DEVŞİRİLMİŞ GAZETECİLERLE
TRT'yi sözde tarafsız göstermek için kurumda program yaptırılan birkaç gazeteci de artık Fethullahçılar tarafından kontrol edilmektedir. TRT yönetimi; laik, çağdaş kafalı, modern yaşam tarzını savunan yazarları kara listeye almıştır. Kürtçülerle dirsek teması içinde olmayı açılımla bağlantılayan TRT yönetimi; örneğin Alevileri yok saymaya devam etmektedir.



İş bu kadarla kalsa iyi... Güya muhafazakar olan bu kadro, Türk Sanat Müziği'ni ve Halk Müziği'ni de TRT'de iyice kısıtlayarak ulusal kültürü kozmopolit kültüre boğduran bir anlayışı da insafsızca uygulamaktadır.



Şimdi kararı siz verin: Bu TRT, Türkiye Cumhuriyeti'nin yoksa Fethullahçı örgütün mü TRT'si?

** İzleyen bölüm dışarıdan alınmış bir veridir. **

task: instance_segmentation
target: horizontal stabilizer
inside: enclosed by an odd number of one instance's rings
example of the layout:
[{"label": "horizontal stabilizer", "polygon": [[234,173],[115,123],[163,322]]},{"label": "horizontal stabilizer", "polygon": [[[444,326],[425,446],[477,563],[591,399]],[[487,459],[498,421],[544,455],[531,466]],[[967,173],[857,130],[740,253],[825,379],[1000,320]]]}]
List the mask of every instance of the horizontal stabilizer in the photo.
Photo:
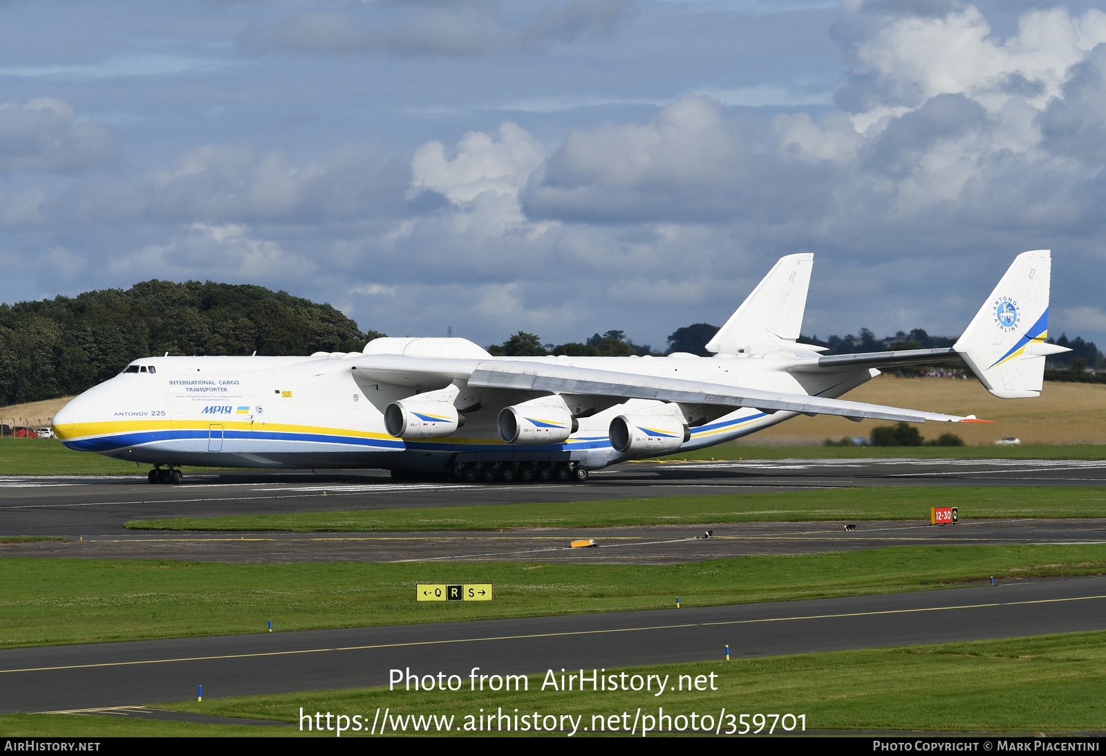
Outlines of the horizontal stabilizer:
[{"label": "horizontal stabilizer", "polygon": [[803,325],[806,290],[814,256],[781,257],[726,325],[707,342],[707,351],[737,354],[750,344],[795,341]]},{"label": "horizontal stabilizer", "polygon": [[753,407],[762,412],[802,412],[813,415],[839,415],[853,420],[889,420],[905,423],[983,423],[974,417],[942,415],[917,410],[887,407],[863,402],[786,394],[754,389],[723,386],[699,381],[654,377],[605,370],[554,365],[540,362],[482,362],[472,372],[469,386],[509,389],[660,402],[712,404],[727,407]]}]

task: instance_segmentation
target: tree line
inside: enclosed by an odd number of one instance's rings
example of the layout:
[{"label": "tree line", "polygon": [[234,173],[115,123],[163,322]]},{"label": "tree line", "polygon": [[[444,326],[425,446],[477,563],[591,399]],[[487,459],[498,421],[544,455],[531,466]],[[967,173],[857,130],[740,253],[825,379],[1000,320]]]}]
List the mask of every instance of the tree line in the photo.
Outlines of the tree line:
[{"label": "tree line", "polygon": [[77,394],[144,356],[359,351],[378,335],[330,304],[212,281],[0,304],[0,405]]},{"label": "tree line", "polygon": [[[581,341],[542,343],[518,331],[488,346],[504,356],[645,356],[672,352],[706,355],[719,327],[692,323],[676,329],[667,348],[637,344],[625,331],[608,330]],[[0,304],[0,406],[77,394],[118,373],[138,358],[170,355],[288,355],[316,351],[361,351],[384,335],[362,331],[330,304],[317,304],[285,291],[212,281],[150,280],[129,289],[87,291],[76,297]],[[827,348],[827,354],[895,349],[951,346],[954,336],[932,336],[922,329],[879,339],[868,329],[859,335],[832,335],[803,343]],[[1073,351],[1050,358],[1048,380],[1097,381],[1106,360],[1094,342],[1062,335],[1055,343]]]}]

Rıza Zelyut | TRT: Fethullahçı örgütün yayın üssü
 
mükemmel....çağın en önemli psikolojik savaş aracı basının Türkiyedeki durumunu gözler önüne serebilecek, daha iyi bir yazı olamaz...yazıyı buraya taşıdığın için teşekkürler ramo....
 
akraba basın da ilginç haaaa....tam bir hanedan...helal olsun tayyibe....boşuna padişah demiyolar adama....kurmuş imparatorluğu.nerden geliyorsa bu değirmenin suyu?
 
Milletin Medyası,

Yeniçağ, Cumhuriyet, Sözcü gibi gazeteler.

hangi milletin medyası :mad: tirajları ne bunların ? milletin medyası ise herkes alır okur sahiplenir.